As of 2001, a cumulative total of 1.09 million Thais had contracted HIV, and 344,000 of them have died, according to a government estimate based on reports from hospitals and physical examinations for pregnant women and military recruits.

Newly infected people totaled 26,000 in 2001, down from the peak of 27,000 reported in 1998. The number further dropped to about 15,000 last year, while AIDS orphans totaled 55,000.

The government’s campaign against AIDS is paying off as the use of condoms is spreading. It has drastically reduced HIV infections. Experts say, however, that the country is in a new stage in which it has to pay more detailed attention to such matters as AIDS prevention, patient care and measures to cope with AIDS orphans at the regional level.

JICA has helped Thais organize local-level public health staff, develop human resources and foster a public health system in areas in Phayao where AIDS has been a serious problem.

Officials believe the system could become a model for stemming AIDS in developing countries. The Thai government is considering expanding it not only to the rest of the nation but promoting its use in China, India and other countries.

There has been a predominantly higher AIDS rate in northern Thailand, including Phayao and Chiang Mai, than elsewhere in the country.

Farmers work as migrant laborers during slack agricultural periods in Phayao, a province with a population of about 510,000. Many women go to Bangkok to engage in prostitution.

The number of males in Phayao infected with HIV started rising in the early 1990s. Men with AIDS totaled about 7,800 as of June 2001.

Officials said the province had the highest number of people with AIDS in the country.

Recalling the situation in the latter half of the 1990s, Purapan, a 46-year-old member of an AIDS task force in the Bantam district in Muan County, said: “There was a funeral for an AIDS victim almost every day. Members of a funeral music band were busy walking from village to village.”

People returning home in those days meant death, he said, adding that villagers held strong prejudices against the disease. In some cases, neighbors refused to attend funerals.

Japanese physicians worked in the district, trained local public health staff and helped local residents independently organize moves to fight AIDS.

They formed a task force about two years ago. About 30 people with AIDS live in the Bantam district at present. They participate in the task force’s meetings and discuss AIDS problems once every three months.

“Our biggest problem now is educating and providing mental care for about 40 children whose parents died of AIDS,” Purapan said, adding that public understanding of the disease has improved and prejudice against people with AIDS is almost nonexistent.

Dr. Tadashi Yasuda said: “AIDS in Thailand has already become a family-level problem involving couples and their children. State-level measures are not sufficient. A network of hospitals . . . is indispensable.”

At a day-care center next to the hospital in Chun County, about 50 patients met in an open room for their regular Thursday gathering to receive medicine and counseling.

“We talk about good things and bad things and share (our feelings) among us patients,” said Charan, 41, whose wife died of AIDS three years ago.

He emphasized the advantage of the weekly get-together, calling it a time of mental and physical recreation for the patients.

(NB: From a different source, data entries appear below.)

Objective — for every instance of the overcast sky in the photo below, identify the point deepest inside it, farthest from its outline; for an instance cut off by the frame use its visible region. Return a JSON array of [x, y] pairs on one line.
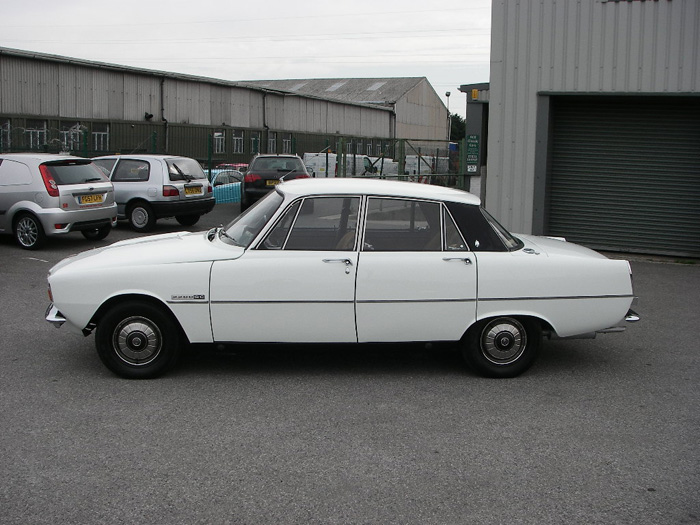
[[447, 42]]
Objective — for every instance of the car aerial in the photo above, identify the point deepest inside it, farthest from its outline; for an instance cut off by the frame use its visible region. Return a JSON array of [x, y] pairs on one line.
[[266, 171], [227, 186], [151, 187], [45, 195], [342, 261]]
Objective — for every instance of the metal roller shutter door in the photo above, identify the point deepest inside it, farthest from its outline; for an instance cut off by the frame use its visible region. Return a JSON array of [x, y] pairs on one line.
[[625, 173]]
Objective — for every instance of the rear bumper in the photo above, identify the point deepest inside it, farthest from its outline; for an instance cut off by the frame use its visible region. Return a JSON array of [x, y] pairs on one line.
[[59, 222], [191, 207]]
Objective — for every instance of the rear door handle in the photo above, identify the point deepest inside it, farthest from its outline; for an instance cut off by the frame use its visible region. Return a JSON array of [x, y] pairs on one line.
[[466, 260]]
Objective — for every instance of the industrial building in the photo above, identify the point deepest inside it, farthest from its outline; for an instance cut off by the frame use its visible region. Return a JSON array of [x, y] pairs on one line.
[[590, 126], [55, 103]]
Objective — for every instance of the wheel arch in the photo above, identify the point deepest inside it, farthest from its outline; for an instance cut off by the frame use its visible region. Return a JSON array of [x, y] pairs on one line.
[[147, 299]]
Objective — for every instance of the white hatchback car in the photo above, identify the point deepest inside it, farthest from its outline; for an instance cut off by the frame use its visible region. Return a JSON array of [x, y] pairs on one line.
[[44, 195], [151, 187], [342, 261]]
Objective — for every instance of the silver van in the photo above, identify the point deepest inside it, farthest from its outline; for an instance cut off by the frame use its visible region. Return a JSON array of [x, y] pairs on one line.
[[151, 187], [45, 195]]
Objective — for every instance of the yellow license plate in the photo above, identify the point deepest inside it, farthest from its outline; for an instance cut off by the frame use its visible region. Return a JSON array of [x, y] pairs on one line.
[[91, 199]]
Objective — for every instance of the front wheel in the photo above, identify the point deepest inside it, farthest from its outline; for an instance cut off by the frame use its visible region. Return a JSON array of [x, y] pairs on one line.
[[503, 346], [138, 340], [187, 220], [98, 233], [29, 233]]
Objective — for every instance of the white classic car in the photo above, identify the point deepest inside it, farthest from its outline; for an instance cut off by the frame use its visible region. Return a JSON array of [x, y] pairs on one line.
[[339, 261]]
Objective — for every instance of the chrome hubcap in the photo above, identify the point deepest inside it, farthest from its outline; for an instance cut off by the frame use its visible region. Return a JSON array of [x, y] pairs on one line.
[[139, 217], [137, 341], [503, 341], [27, 232]]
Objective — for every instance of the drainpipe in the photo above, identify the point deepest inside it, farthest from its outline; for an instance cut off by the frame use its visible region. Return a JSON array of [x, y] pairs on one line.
[[162, 113]]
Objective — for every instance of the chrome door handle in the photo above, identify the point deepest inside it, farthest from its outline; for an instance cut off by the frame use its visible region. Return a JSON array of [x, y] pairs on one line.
[[466, 260], [347, 262]]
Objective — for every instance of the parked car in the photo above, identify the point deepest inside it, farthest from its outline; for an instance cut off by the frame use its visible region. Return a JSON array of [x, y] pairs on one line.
[[227, 186], [151, 187], [266, 171], [45, 195], [342, 261]]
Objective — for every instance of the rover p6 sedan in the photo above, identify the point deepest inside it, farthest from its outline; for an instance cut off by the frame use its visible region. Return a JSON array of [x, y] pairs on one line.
[[342, 261]]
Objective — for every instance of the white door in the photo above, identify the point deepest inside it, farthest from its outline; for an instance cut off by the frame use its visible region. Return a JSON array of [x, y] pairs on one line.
[[416, 279], [298, 285]]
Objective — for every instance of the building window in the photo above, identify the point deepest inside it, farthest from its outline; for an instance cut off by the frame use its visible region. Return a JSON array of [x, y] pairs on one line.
[[5, 136], [100, 137], [36, 134], [237, 141], [220, 141], [70, 135], [255, 142], [287, 143]]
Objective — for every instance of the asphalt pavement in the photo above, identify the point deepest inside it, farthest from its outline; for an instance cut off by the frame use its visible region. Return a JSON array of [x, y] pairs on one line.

On the other hand, a 30 percent cap in an antipoverty measure that Prime Minister Thaksin Shinawatra’s government adopted for patients to pay for their medical treatment at national hospitals is a heavy burden for regional authorities dealing with AIDS. Hospitals are being pressed to run on small budgets and rein in treatment costs.

AIDS-related drugs are expensive. Dr. Suchan of Chun County hospital said, “We won’t be able to offer attentive medical service if this (situation) continues.”